La necropsia estableció que el subteniente Zerón Martínez falleció a consecuencia de insuficiencia respiratoria aguda, secundaria a broncoaspiración de contenido gástrico, y se detectaron las siguientes lesiones: "equimosis violácea de párpado superior izquierdo, una herida producida por un mecanismo contuso en la región mentoniana de 15 milímetros de largo, a tres centímetros a la izquierda de la línea media, una escoriación en la región mastoidea izquierda de un centímetro de longitud, aumento de volumen al lado derecho del dorso de la nariz, marcas de quemadura de forma lineal y huellas de venopunción en miembros superiores".

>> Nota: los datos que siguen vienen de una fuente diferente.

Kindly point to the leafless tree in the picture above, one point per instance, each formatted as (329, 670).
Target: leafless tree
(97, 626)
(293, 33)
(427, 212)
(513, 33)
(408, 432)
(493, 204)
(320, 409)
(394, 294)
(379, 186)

La CNDH asevera que las lesiones que presentó el agraviado se produjeron cuando aún tenía vida y pudieran ser resultado del impacto de un objeto de superficie roma (chata) con la superficie corporal, y las declaraciones de los testigos son coincidentes en señalar que fue el teniente coronel quien ordenó a los subtenientes tomar las bebidas alcohólicas, situación que se repitió al menos tres veces.

Hace notar que en enero de 2006 se ejerció acción penal contra el teniente coronel Ríos, por su responsabilidad en el homicidio, y el 15 de febrero siguiente el juez sexto militar le dictó auto de libertad.

El Ministerio Público Militar interpuso recurso de apelación, y el Supremo Tribunal Militar revocó la resolución del juez y dictó auto de formal prisión; sin embargo, el 17 de enero de este año el juez sexto militar dictó sentencia definitiva en la que declara que el teniente coronel no es culpable ni penalmente responsable de abuso de autoridad, ante lo que se interpuso una apelación que está pendiente de resolución.

No obstante ello, la CNDH subraya que quedó acreditado que los elementos del Ejército Mexicano trasgredieron los derechos a la legalidad y seguridad jurídica del agraviado al ejercer indebidamente el cargo que les fue conferido, al omitir órdenes contrarias a la función pública e incumplir deberes de cuidado.

Asimismo la CNDH considera necesario que el Ministerio Público Militar se pronuncie sobre el probable abuso de autoridad, el origen y cantidades de barbitúricos en la sangre del occiso y las lesiones que presentaba el cuerpo del subteniente Zerón, lo que debe ser investigado por dicha autoridad.